MySQL – Does using an explicit transaction affect query performance

MySQLmysql-5.6

In MySQL 5.6, using InnoDB, I have a rather large table, call it A; (about 4 million rows) in which I need to update a field. The condition regarding what to update is held in another table, B; and the relation between the two is also held in another table, C; so I created my update statement with two joins, like so :

UPDATE A a JOIN (B b, C c) ON (conditions) SET a.myField = 'myValue'

Now I tested this statement on a dump of my target database, on a equivalent machine. Because I needed this dump for other purposes, I tested the thing using a transaction in order to rollback afterwards :

START TRANSACTION;
UPDATE [...]
ROLLBACK;

Which gave me pretty good performance (I think) for my update, about 17 seconds and 8 for the rollback.

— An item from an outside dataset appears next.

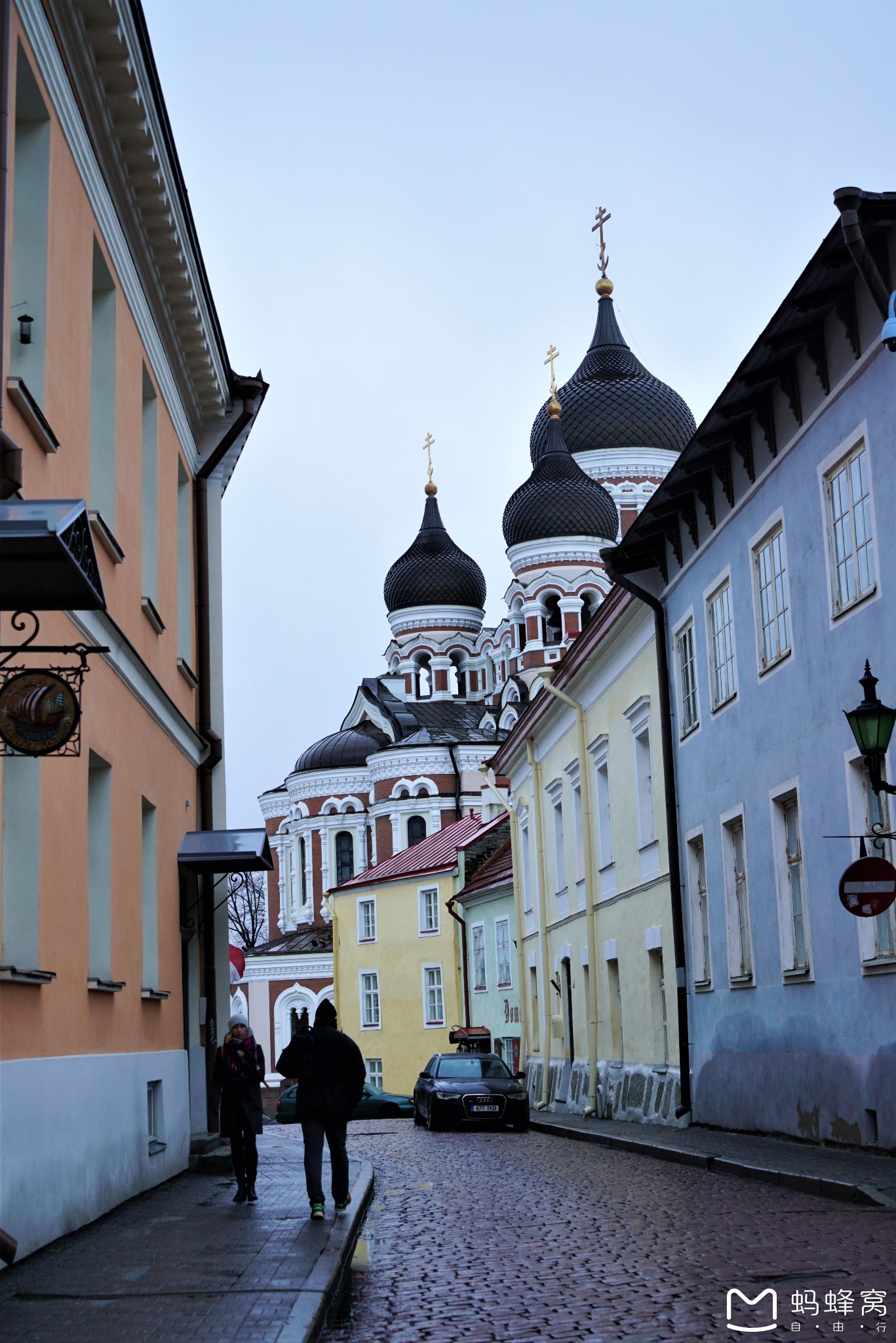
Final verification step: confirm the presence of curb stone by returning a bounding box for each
[529,1119,896,1209]
[277,1162,374,1343]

My question is this: If I were to run this statement as is, not in a transaction, on my target database, would I obtain the same performance ? In other words, does using explicit transactions affect performance, and if yes, how ?

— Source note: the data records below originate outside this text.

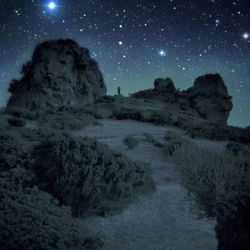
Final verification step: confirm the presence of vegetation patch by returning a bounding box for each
[123,135,139,149]
[33,134,154,216]
[143,133,163,148]
[165,140,250,250]
[0,167,102,250]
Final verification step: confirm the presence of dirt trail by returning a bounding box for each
[70,120,223,250]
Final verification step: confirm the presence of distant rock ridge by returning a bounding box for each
[132,74,233,125]
[7,39,106,111]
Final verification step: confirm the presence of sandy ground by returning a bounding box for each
[72,120,227,250]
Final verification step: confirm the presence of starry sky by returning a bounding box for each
[0,0,250,127]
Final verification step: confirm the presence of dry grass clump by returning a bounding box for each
[165,143,250,216]
[0,167,102,250]
[32,134,154,216]
[123,135,139,149]
[143,133,163,148]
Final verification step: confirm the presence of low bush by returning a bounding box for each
[123,135,139,149]
[164,143,250,250]
[0,167,102,250]
[33,135,154,216]
[162,131,190,156]
[143,133,163,148]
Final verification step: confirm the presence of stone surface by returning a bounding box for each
[7,40,106,111]
[187,74,233,125]
[133,74,233,125]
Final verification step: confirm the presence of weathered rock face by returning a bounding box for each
[154,77,176,93]
[187,74,233,125]
[132,78,176,102]
[133,74,233,125]
[7,40,106,111]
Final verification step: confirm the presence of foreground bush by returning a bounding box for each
[0,167,102,250]
[164,143,250,250]
[33,135,154,216]
[123,135,139,149]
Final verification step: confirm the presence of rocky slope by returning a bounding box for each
[7,40,106,111]
[133,74,233,125]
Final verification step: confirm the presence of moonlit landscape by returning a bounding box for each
[0,0,250,127]
[0,0,250,250]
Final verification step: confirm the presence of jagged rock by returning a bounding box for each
[7,40,106,111]
[132,77,176,102]
[132,74,233,126]
[187,74,233,125]
[154,77,176,93]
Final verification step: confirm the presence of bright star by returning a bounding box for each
[242,32,250,40]
[48,2,56,10]
[159,49,167,57]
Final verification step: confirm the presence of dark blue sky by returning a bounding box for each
[0,0,250,126]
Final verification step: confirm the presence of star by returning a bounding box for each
[242,32,250,40]
[48,2,56,10]
[158,49,167,57]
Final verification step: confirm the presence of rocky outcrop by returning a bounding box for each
[132,78,176,102]
[133,74,233,126]
[154,77,176,94]
[187,74,233,125]
[7,40,106,111]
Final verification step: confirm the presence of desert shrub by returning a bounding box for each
[123,135,139,149]
[164,130,184,142]
[164,141,250,250]
[33,135,154,216]
[143,133,163,148]
[0,127,56,170]
[166,143,250,216]
[162,131,190,156]
[0,167,102,250]
[8,118,25,127]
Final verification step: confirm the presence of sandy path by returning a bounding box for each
[70,120,222,250]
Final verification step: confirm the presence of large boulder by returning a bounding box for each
[132,74,233,126]
[154,77,176,93]
[7,40,106,111]
[186,74,233,125]
[132,77,176,102]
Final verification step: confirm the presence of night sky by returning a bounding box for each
[0,0,250,126]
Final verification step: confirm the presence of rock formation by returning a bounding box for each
[187,74,233,125]
[7,40,106,111]
[133,74,233,125]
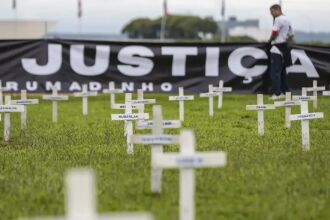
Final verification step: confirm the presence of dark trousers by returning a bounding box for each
[271,53,289,95]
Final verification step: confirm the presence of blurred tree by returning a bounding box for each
[122,15,218,39]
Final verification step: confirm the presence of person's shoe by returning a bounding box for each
[270,94,285,100]
[279,93,286,99]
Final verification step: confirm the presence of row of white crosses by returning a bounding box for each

I tried to look the documentation on this but it is rather sparse on this topic.

Best Answer

1: Using autocommit to automatically commit each transaction:

SET autocommit = ON;
UPDATE ...

2: Explicitly turning a single statement into a transaction. This is 'identical' to #1.

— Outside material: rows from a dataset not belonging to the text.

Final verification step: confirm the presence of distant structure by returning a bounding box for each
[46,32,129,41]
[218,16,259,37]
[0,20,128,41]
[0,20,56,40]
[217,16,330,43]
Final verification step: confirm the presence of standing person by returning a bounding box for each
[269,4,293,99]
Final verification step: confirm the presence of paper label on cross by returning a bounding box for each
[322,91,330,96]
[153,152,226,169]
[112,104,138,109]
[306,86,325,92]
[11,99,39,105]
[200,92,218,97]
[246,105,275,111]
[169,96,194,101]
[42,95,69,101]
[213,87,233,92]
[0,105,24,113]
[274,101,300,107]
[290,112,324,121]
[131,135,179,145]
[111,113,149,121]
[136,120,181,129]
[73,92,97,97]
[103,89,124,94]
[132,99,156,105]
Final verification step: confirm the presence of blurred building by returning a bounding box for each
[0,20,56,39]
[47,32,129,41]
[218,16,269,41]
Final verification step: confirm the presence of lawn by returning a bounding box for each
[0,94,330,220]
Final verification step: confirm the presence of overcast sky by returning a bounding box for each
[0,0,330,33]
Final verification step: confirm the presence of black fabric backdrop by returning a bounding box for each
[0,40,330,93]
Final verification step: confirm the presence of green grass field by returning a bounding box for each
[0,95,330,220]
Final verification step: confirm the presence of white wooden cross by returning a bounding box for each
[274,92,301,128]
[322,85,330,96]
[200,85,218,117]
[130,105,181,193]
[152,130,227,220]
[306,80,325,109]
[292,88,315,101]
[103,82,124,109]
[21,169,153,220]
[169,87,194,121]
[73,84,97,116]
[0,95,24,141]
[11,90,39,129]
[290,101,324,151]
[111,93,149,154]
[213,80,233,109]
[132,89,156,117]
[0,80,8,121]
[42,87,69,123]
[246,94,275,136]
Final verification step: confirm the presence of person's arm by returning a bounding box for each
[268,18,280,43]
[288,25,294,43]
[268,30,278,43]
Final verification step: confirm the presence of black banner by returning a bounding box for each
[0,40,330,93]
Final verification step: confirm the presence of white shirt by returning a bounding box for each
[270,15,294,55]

BEGIN;     (aka START TRANSACTION;)
UPDATE ...;
COMMIT;

3: Multiple statements in a transaction:

BEGIN;
UPDATE ...;
UPDATE ...;
COMMIT;

4: Don't use this; some day you will forget to COMMIT:

SET autocommit = OFF;
UPDATE ...;
...
eventually: COMMIT;

5: Not advised. It can lead to slowdowns due to overflowing the "log":

BEGIN;
a million statements
COMMIT;

Notes:

  • Each SQL has some small overhead (network transmission; parsing; etc)
  • Each transaction as a noticeable overhead. In particular there is disk I/O to make it crash-safe. Hence #3 is faster than two copies of #1 or #2.
  • See innodb_flush_log_at_trx_commit for a tradeoff between integrity and speed.

Advice:

  • First priority: Do what the application needs -- this is, put the appropriate number of statements in each transaction.
  • Lower priority: Throw together multiple statements when suitable, thereby amortizing the transaction overhead.
  • In the case of INSERT, it is even better to have a single INSERT statement with multiple rows. Davit's Comment show a 9x speedup by putting multiple INSERTs in a single transaction. That is similar to the effect of the single batch insert.
  • Use ROLLBACK only when appropriate. It is costly. This is because InnoDB optimizes for COMMIT and has to do extra effort to undo.
  • For performance improvements, this whole discussion is pretty far down the checklist. More important things involve indexing and query formulation.
  • Multi-thousand-row DELETE and UPDATE have a lot of overhead and stress on the log. It is better to break them up.